6) Practical recipe (reasoning without worlds)
- Representation. Choose a compact, stable input encoding; keep the model small.
- Initialization. Produce an initial guess
y₀(even a trivial one). - Recursion. Update a latent
za few times, then updatey. RepeatTsteps. - Deep supervision. Apply loss at each step; weight later steps slightly more.
- Halting. Add a learned “good‑enough” head to stop early.
- Ablate. Show gains from recursion depth, not parameter count.
- Log the trajectory.
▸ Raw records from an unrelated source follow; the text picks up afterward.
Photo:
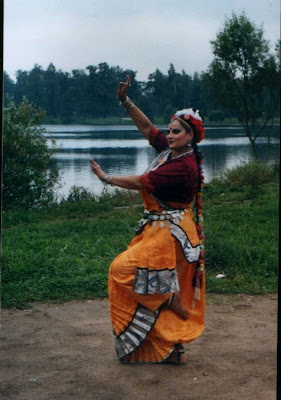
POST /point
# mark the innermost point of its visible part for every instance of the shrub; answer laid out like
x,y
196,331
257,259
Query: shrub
x,y
29,173
216,115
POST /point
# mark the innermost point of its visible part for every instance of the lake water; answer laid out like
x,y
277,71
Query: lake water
x,y
122,150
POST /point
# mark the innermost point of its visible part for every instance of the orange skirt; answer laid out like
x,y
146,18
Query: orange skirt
x,y
156,263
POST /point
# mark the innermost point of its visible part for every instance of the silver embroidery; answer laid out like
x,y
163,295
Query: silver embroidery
x,y
156,281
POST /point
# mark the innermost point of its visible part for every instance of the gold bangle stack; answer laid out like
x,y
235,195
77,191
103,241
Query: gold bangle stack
x,y
127,104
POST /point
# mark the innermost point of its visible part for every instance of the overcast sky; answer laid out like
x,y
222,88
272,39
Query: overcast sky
x,y
141,35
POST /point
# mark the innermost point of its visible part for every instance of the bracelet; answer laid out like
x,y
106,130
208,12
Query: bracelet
x,y
110,180
125,102
104,178
130,108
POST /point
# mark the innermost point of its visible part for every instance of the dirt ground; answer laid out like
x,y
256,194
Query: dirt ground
x,y
66,351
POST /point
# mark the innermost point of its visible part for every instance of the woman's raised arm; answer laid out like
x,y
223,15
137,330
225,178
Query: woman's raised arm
x,y
141,121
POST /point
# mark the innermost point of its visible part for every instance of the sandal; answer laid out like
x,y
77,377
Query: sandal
x,y
177,356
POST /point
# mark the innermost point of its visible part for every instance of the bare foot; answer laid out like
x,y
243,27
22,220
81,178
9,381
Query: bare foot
x,y
177,307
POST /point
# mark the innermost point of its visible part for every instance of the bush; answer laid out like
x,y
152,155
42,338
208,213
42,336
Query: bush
x,y
216,115
29,173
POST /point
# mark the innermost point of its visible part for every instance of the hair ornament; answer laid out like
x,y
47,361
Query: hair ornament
x,y
194,118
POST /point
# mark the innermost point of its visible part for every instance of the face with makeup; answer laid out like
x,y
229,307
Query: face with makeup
x,y
178,138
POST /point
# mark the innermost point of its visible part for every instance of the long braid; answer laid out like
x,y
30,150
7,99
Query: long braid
x,y
197,281
191,119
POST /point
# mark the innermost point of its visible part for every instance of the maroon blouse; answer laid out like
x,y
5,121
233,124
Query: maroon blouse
x,y
174,181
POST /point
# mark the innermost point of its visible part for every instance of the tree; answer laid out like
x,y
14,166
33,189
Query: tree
x,y
245,75
29,173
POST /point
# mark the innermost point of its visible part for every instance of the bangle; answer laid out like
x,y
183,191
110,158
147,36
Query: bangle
x,y
104,178
131,107
125,102
110,180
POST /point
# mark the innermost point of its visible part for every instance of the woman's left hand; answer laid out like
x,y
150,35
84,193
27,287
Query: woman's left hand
x,y
97,169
Publish
y/ztraces as your interpretability artifact.
This is the simplest possible loop that still looks like “thinking.”
7) Predictions (you can test these)
- Simulators shrink to niches. For many reasoning tasks, datasets beat environments.
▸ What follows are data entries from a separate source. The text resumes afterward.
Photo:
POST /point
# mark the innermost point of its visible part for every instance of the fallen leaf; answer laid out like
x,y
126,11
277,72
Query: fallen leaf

- Recursion > search (when labels exist). Iterative refinement will outpace tree search once encoders are competent.
- Smaller nets, deeper loops. Parameter count gives way to compute‑per‑example via more refinement steps.
- Interpretability moves inward. We’ll debug the improvement trajectory, not reward curves.
- RL becomes a data factory. Its primary role is to synthesize experience where labels are unavailable or unsafe to collect.
8) A note on ego
Part of why RL is beloved: it lets us feel like architects of worlds. But the bitter lesson keeps telling us that general methods plus compute beat our cleverness. Recursive supervision doubles down on that humility. It strips away even the pretense that we must encode dynamics. We give the model examples and a way to improve; the rest is gradient descent.
It’s less theatrical—no agents roaming elaborate simulacra—but it’s closer to the grain of reality: the world already wrote itself into the data.
9) Closing
The first bitter lesson humbled our feature engineering. Bitter Lesson 2.0 humbles our world‑engineering.
Reasoning doesn’t require rewards if we let models learn to improve their own answers. When labels exist, recursion turns supervision into thinking. And at scale, the same ancient law applies: compute wins—especially when we get out of its way.
Concept framed by me, draft generated with AI.